En aquella democracia -la que soñaron los liberales- la propaganda y el marketing no existían. No había nacido Joseph Goebbels. Dirigentes y creyentes pensaban que sus nexos debían ser transparentes y lineales y que estaban vinculados con la verdad. Pensaban esos padres ingenuos que el discurso político excluía a la demagogia, que ya había sido descalificada en los tiempos de la Grecia antigua. No se practicaba el venenoso aserto de que una mentira repetida mil veces se convertía en verdad. Había una sola agenda, aquella por la que se votaba, y que servía además para gobernar. Aún no se les ocurría a los publicistas vender sonrisas y ademanes, ni había nacido la idea de que a la población se la podía manipular como al mercado, ni que había una oferta de felicidad que operaba en función de la demanda de sumisiones, obediencias escondidas y miedos inducidos.

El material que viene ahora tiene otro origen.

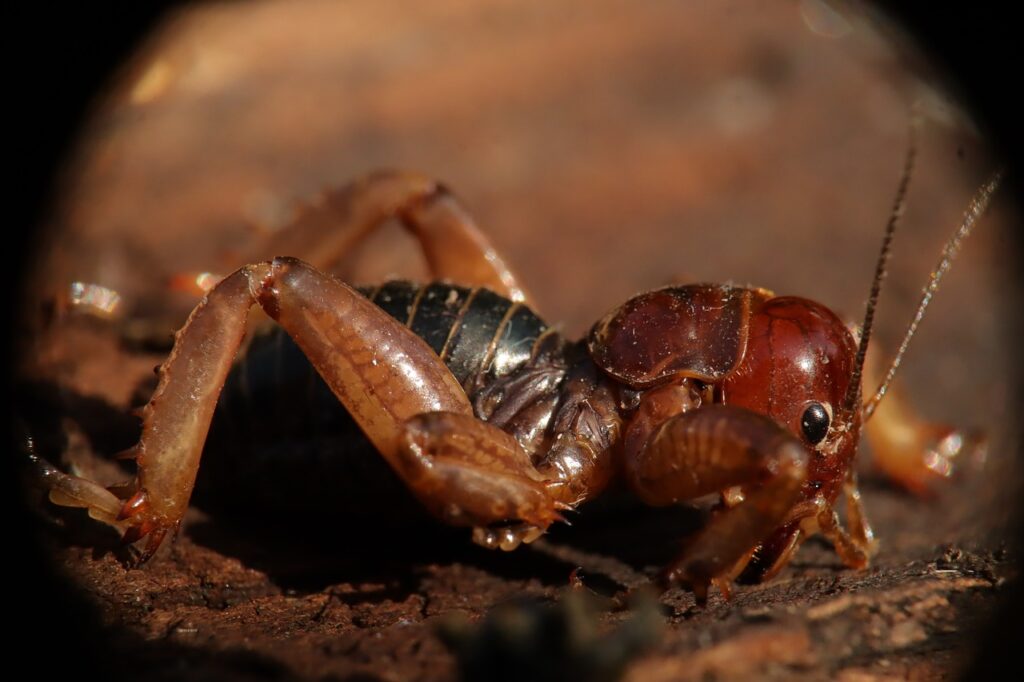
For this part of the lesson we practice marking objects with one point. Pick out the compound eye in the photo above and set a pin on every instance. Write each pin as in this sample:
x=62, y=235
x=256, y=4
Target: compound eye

En aquella ilusión bucólica aún no se sospechaba que la futura democracia dependería del dinero. No había ni idea de que el sistema funcionaría en torno a enormes capitales, o a inversiones políticas que redituarían como cualquier otra colocación de fondos. No. El concepto de la empresa electoral aún no nacía. Se pensaba que llegar al poder era resultado del esfuerzo por convencer, por capturar ilusiones y traducirlas en propuestas posibles. No era, pues, asunto de más compromisos que los que el candidato entablaba con la gente en el bis a bis de los discursos. No era problema de millones, era tema de talento.

Mucha agua ha corrido bajo el puente desde entonces. Y hoy, de ese sistema apenas queda el nombre, la caricatura. Queda la masificación, el populismo y la propaganda. Queda la fatiga de vivir acosados por la perpetua campaña electoral.